Houghton is a one-man movie himself, spluttering the dialogue, sound effects and script notes — even impersonating that pinwheel printer sound that accompanies explanatory supertext on screen. He doesn’t stand still for a minute, bouncing from one side of the apartment set to the other, locking himself in the cupboard or throwing himself across the desk while imagining an exploding hillside.
His face, voice and body are his canvas, spitting expletives, rapping, crying plaintively, his eyes wide when another hackneyed idea grabs him or terror-stricken as he realises how close the meeting of his life is drawing.
But best of all are the impersonations. Blink during the transitions and you’ll think Clint Eastwood’s stepped offstage to give way to Anthony Hopkins, Robert De Niro, Catherine Zeta Jones, Chris Tucker, (who sounds more like a terminally angry midget Michael Jackson), Sean Connery and an absolutely uncanny John Gielgud.
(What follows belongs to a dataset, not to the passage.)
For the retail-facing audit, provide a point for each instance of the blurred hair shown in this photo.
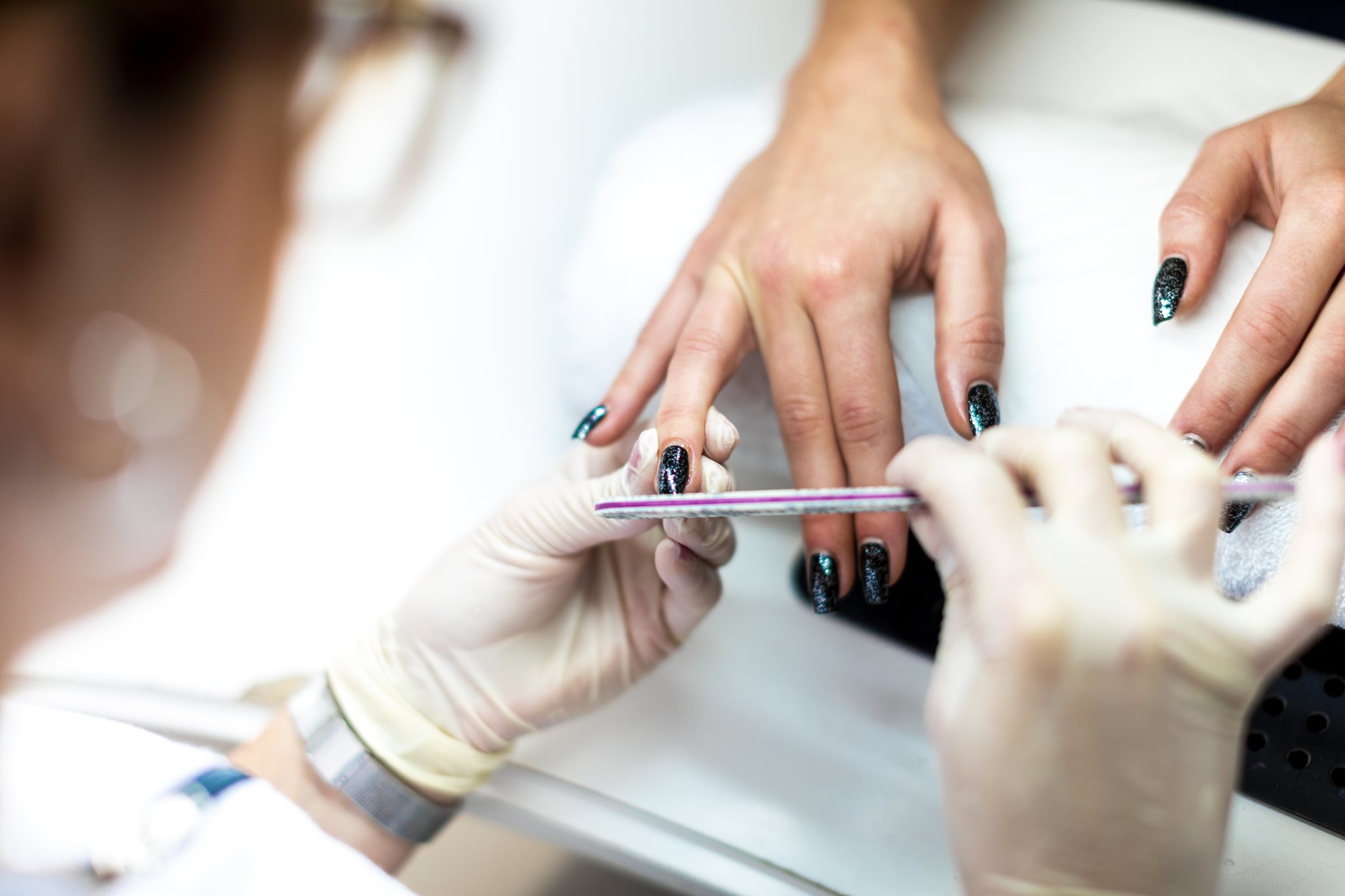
(152, 60)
And it’s not just the voices — Houghton draws his mouth in De Niro’s tough guy mug, tosses his hair theatrically for Zeta-Jones’s locks, bares his bottom teeth like Eastwood’s Man With No Name, and stretches his face into Gielgud’s doddery old Brit.
Like something wound up and let loos, Houghton’s on the go for what feels like a little over an hour, bringing tics and mannerisms to every beat of the narrative as well as his performance. The Pitch is a riot, and Houghton can feel vindicated — the climatic pitch to three moneymen actually happened to the playwright in 2001, when several heartbreaking years of work went down the drain as soon as he realised there was no way he could please three such disparate personalities with their own agendas.
In what might be the final irony, The Pitch has been such a hit on the Australian theatre circuit there’s now talk of making it into a movie. It’s unlikely to have the urgent, riotous energy of Houghton leaping all over a stage right in front of you, but it’d be poetic justice.